Farooq Ahmad’s house in Kupwara was demolished by security forces as part of its crackdown on terrorist spots in Kashmir following the Pahalgam terror attack that claimed 26 lives.
According to sources, the network of overground workers prepared by Ahmad helped terrorists carry out the attack in Pahalgam. He is a top commander of Lashkar and is believed to be currently hiding in Pakistan-occupied Kashmir.
Over the past two years, his network of overground workers has carried out several terrorist attacks in Kashmir, the most prominent being the Pahalgam attack. Sources also said that Ahmad has been staying in touch with his network in India through secure apps while operating from Pakistan.
According to inputs, he frequently travelled between Pakistan and India from 1990 to 2016. Several associates of Ahmad have been taken into custody since the Pahalgam attack.

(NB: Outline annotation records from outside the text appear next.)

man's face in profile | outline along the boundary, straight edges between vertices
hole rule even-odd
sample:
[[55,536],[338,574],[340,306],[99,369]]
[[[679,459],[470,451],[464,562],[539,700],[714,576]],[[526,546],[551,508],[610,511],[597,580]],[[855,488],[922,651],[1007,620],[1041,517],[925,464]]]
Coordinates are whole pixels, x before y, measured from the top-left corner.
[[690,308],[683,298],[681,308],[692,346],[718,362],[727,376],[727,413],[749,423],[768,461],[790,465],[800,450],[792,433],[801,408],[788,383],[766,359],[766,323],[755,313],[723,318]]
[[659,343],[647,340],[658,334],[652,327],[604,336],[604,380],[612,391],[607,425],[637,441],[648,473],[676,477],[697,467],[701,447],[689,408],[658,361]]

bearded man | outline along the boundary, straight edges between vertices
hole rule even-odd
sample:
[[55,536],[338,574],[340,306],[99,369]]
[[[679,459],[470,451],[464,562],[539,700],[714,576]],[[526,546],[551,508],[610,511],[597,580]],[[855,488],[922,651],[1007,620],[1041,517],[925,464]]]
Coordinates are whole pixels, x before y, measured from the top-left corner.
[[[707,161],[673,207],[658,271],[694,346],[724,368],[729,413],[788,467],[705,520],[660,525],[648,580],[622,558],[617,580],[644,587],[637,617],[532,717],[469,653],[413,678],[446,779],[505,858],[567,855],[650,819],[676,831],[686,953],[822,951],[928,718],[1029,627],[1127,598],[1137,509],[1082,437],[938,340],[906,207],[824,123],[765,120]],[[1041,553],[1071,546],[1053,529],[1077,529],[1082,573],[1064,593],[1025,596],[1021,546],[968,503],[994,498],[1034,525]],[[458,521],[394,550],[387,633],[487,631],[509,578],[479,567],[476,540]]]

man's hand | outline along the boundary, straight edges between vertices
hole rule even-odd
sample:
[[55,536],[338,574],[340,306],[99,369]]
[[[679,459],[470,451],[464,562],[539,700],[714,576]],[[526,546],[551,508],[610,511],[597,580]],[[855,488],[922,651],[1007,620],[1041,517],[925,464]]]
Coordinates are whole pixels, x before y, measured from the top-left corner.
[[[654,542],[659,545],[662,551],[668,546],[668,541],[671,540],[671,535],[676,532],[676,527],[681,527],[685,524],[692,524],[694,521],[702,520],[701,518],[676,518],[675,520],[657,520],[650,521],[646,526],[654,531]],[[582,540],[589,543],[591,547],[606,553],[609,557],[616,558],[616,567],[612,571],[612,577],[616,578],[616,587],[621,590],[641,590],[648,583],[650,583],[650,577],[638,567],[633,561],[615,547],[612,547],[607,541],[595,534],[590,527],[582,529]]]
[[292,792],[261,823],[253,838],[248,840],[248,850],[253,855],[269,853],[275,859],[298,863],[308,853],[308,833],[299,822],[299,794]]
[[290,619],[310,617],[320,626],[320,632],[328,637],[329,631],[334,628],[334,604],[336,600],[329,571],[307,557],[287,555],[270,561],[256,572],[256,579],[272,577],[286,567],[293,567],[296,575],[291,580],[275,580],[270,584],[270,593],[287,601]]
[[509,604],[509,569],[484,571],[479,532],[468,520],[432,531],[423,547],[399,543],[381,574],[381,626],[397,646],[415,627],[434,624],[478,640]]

Sources also said that Ahmad has been facilitatating infiltration into Kashmir from three sectors in Pakistan and is known to be well-aware of the mountainous routes of the Valley.
NIA Records Statements Of Survivors
Meanwhile, the NIA has been recording statements of survivors of the Pahalgam attack. On Tuesday, the agency recorded the statements of a Cuttack-based family. Ranjit Bhol (69) along with his wife Sashi Kumari Nayak (65), younger son Sandeep (35), and daughter-in-law Lelina Subhadarshini (33), were in Baisaran in Pahalgam on April 22 when the attack happened.
The investigators spent two hours at their residence in Deuli Sahi in Tulasipur, Odisha, news agency PTI reported.
A young man from Jalna city in Maharashtra, who was in Kashmir before the attack took place, has claimed that one of the suspected attackers in the Pahalgam terror case spoke to him a day before the attack took place on April 22.
Recalling his interaction with a man at a food stall in the Baisaran Valley on April 21, Adarsh Raut said, “Hindu ho kya. You don’t look like you are from Kashmir”.
Twenty-six people, mostly tourists, were killed and several were injured when terrorists opened fire at a meadow near the popular tourist town of Pahalgam in south Kashmir’s Anantnag district on April 22.